Since the defeat of ISIS, successive Iraqi administrations have barely held control over the country, skilled apparently only in violent suppression of young protesters, Shia and Sunni, who continue to pop up in all parts of the country, fed up with decades of failed governance. Despite its oil wealth, Iraq remains impoverished, with broken health and education systems, once jewels of the Middle East. The country is broken, and there's really no reason to believe it will ever re-emerge as a truly sovereign, stable, and united country.
But still U.S. troops remain, now in endless tit-for-tat attacks with Iran-aligned paramilitary forces that are technically under the control of Iraq's defense ministry but have vowed to keep attacking the U.S. forces until they leave.
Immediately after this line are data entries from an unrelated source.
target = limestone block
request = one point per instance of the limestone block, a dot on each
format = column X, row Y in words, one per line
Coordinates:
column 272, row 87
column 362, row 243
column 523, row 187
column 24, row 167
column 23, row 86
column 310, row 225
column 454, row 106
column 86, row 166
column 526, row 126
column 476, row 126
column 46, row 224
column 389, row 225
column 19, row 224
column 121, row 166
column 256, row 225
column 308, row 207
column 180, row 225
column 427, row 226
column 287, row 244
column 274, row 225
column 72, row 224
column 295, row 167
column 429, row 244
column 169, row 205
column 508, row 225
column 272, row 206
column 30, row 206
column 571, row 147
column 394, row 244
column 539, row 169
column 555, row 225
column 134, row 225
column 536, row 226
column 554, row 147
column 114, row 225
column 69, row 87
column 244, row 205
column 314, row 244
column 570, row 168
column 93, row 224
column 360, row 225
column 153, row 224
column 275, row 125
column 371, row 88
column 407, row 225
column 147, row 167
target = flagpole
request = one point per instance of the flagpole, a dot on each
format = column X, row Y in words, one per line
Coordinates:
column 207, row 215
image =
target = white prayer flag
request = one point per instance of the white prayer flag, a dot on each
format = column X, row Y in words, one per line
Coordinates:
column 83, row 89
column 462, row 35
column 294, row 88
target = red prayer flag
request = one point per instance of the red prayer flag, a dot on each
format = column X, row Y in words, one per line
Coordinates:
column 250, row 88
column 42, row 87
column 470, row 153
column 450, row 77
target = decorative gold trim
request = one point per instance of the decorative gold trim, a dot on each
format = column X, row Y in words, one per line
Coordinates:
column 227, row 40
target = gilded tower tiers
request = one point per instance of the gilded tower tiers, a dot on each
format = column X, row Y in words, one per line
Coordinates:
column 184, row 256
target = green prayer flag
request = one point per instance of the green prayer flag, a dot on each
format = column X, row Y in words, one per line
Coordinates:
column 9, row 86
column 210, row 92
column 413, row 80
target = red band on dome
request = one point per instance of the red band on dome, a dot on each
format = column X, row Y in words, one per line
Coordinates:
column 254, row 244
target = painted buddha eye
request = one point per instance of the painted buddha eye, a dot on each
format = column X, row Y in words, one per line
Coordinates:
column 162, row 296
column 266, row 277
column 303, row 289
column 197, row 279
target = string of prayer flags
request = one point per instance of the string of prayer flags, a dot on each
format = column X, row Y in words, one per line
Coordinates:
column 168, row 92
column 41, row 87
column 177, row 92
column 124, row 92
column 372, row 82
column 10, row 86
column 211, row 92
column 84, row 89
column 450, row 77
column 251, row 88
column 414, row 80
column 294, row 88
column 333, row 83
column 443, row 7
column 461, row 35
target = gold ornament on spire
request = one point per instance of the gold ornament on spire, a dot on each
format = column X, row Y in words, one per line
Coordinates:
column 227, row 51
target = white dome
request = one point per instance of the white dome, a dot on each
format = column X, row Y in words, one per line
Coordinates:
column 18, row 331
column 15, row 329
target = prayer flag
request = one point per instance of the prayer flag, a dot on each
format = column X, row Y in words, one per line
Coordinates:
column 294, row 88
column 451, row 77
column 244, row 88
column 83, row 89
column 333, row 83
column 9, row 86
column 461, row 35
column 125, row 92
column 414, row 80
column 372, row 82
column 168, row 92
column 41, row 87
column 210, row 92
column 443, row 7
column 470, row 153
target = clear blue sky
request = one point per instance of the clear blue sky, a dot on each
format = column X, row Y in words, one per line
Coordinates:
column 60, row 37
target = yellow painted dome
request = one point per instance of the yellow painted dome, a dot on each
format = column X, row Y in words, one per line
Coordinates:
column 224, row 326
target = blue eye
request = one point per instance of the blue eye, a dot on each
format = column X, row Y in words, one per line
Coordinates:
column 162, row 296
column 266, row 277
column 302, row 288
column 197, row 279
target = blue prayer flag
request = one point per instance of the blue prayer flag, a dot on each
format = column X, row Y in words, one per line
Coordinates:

Our government's justification for maintaining troops in Iraq hasn't even pretended to be about helping the people of Iraq, but "reducing Iranian influence" in the country, demonstrated most recently by our (unlawful) assassination in Baghdad of Iranian Gen. Qassem Soleimani and a group of his Iranian and Iraqi associates in 2020. They have had no definable military objective, but have succeeded in endangering Iraqis, converting their country into an active field of conflict for our proxy war with Iran. They have no significant, practical benefit either; they serve more as a political symbol of U.S. control in Iraq than anything else. Despite the Iraqi parliament's vote last year demanding that U.S. forces leave, it's only this month that the Biden administration agreed in principle to withdraw combat troops from the country, but refused to provide a timetable and insisted that some forces will remain in "training and advisory" roles.
President Biden should acknowledge that past and present performance should be a good indicator of future results. The best thing the U.S. can do now is withdraw its remaining troops and end its support for sectarian parties that continue to keep the country divided and dysfunctional. Iraqi youth have spoken: They reject the control of any foreign state, Iranian or American. We should accede to their demands and get out of the way. We've done enough harm already.